I 5 Stelle nelle braccia
del Pd: Letta a comandare

Le prossime elezioni saranno un confronto tra Enrico Letta e Giuseppe Conte da una parte, e Giorgia Meloni e Matteo Salvini dall’altra. Le due coppie già sono operative anche se naturalmente al loro interno sono parecchio conflittuali. Di loro si potrebbe dire, citando: «Né con te, né senza di te». Basti guardare la gara a destra tra Giorgia e Matteo. Ma anche in quella tra Enrico e Giuseppi non si scherza. Conte, innanzitutto. Sta prendendo in mano un Movimento libanizzato dove l’unica regola è quella del tutti contro tutti: ognuno per sé in cerca di un posto al sole prima che il cielo si oscuri. Come ci si muoverebbe a Beirut, Conte avanza con sfiancante lentezza: sono due mesi, da quando non è più presidente del Consiglio, che ha detto «io con voi ci sarò sempre», poi si è chiuso a meditare.

È uscito dal cubicolo l’altra sera per dire alcune cose generiche e senza nemmeno accennare all’unica che interessava agli ascoltatori, tutti deputati, senatori ed europarlamentari: davvero, come dice Grillo, dopo due legislature si torna a casa? A questo dubbio lancinante, Conte si è ben guardato dal rispondere.

Privi ancora di una guida ufficiale, i grillini camminano da soli. Ma verso dove? Verso l’abbraccio col Pd di Enrico Letta, naturalmente. Non hanno alternativa, se vogliono sopravvivere alla mattanza elettorale che alle prossime politiche falcidierà le loro fila. Da qui ad allora ci sono però le elezioni amministrative nelle principali città italiane a cominciare da Roma dove Virginia Raggi, con la sua cocciuta determinazione a ricandidarsi, rappresenta un serio ostacolo.

In ogni caso, se l’alleanza è nelle cose da tempo, il problema è chi comanderà. I grillini sembrano già rassegnati al fatto che a guidare sia il Pd come vuole Letta, ma forse Conte – se non altro per orgoglio personale – non vuole che il suo omologo abbia vita troppo facile. I sondaggi li danno sostanzialmente appaiati, quel che farà la differenza sarà la diversa propensione alla leadership: il Pd, per quanto dilaniato dalle feroci lotte correntizie, gode sicuramente di un’esperienza maggiore.

Ed è proprio su questo che Letta vuole fare leva: la naturale vocazione di ex diessini ed ex democristiani a dare le carte.

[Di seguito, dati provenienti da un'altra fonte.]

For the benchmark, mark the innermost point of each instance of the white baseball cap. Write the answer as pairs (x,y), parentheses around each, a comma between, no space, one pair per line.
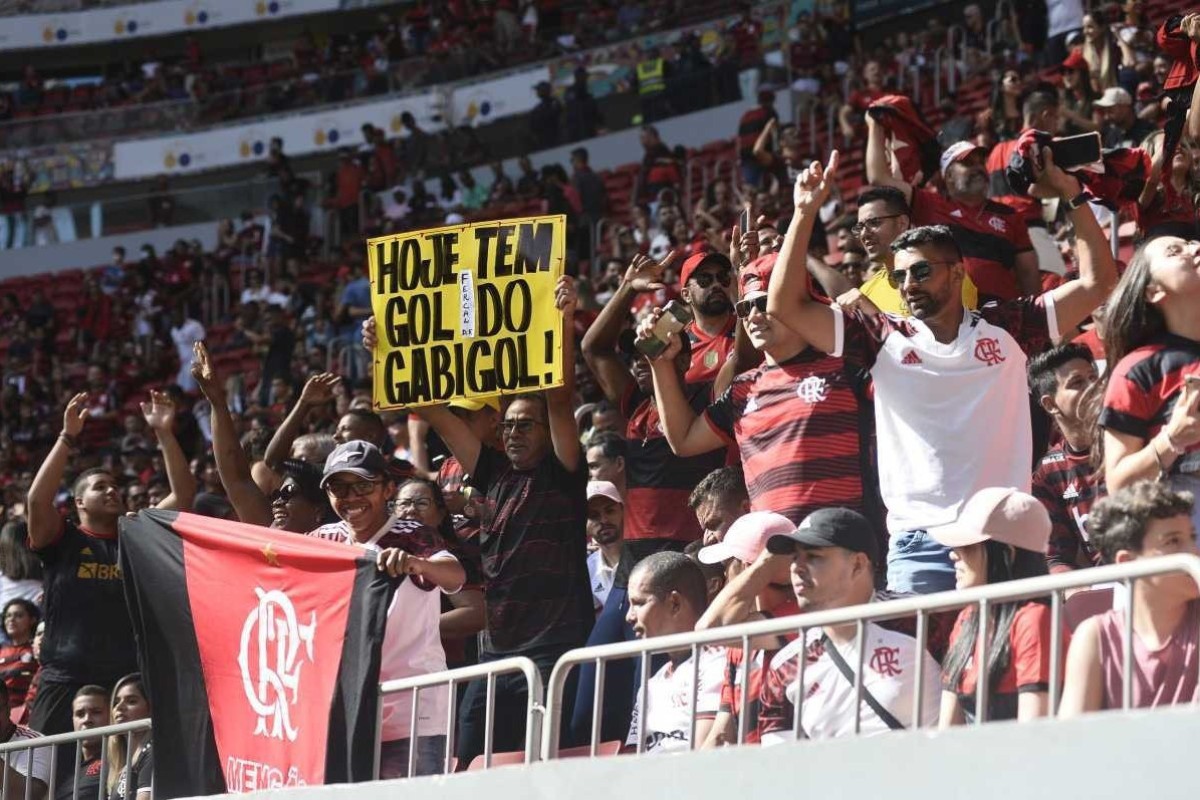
(958,151)
(604,489)
(1113,96)
(747,537)
(1001,513)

E con il M5S non dovrebbe essere difficile nonostante Conte. Del resto Franceschini lo ha sempre teorizzato che con i grillini bisogna fare il bagno insieme e poi portargli via i vestiti. Letta la pensa alla stessa maniera: ripete che la coalizione di centrosinistra deve fondarsi sulla leadership del Pd, cioè sua. È ormai archiviata l’incauta affermazione di Zingaretti su «Conte punto di riferimento dell’area progressista». Non se ne parla proprio, forse anche per questo che Nicola è stato «costretto» a fare le valigie e a tornare a occuparsi a tempo pieno della Regione Lazio. Il punto debole del Pd è però il suo ininterrotto cannibalismo interno di cui Letta fece le spese quando, tutti i capicorrente si misero d’accordo con Renzi per cacciarlo in malo modo e rapidamente da Palazzo Chigi.

A proposito di Renzi. Con la sua ultima piroetta - la crisi del governo Conte - è riuscito a spianare la strada a Draghi, ma il sommovimento che ne è derivato ha portato Conte a capo dei Cinque Stelle e Letta alla segreteria del Pd. Conte e Letta: forse i peggiori nemici di Renzi, cioè di colui che ha provocato le dimissioni di entrambi dalla presidenza del Consiglio. Ora quei due sono alleati e, tra gli altri, hanno un obiettivo comune: spianare Italia Viva. Forse è per questo che Renzi si impegna tanto nei suoi rapporti internazionali, incurante di critiche e sarcasmi.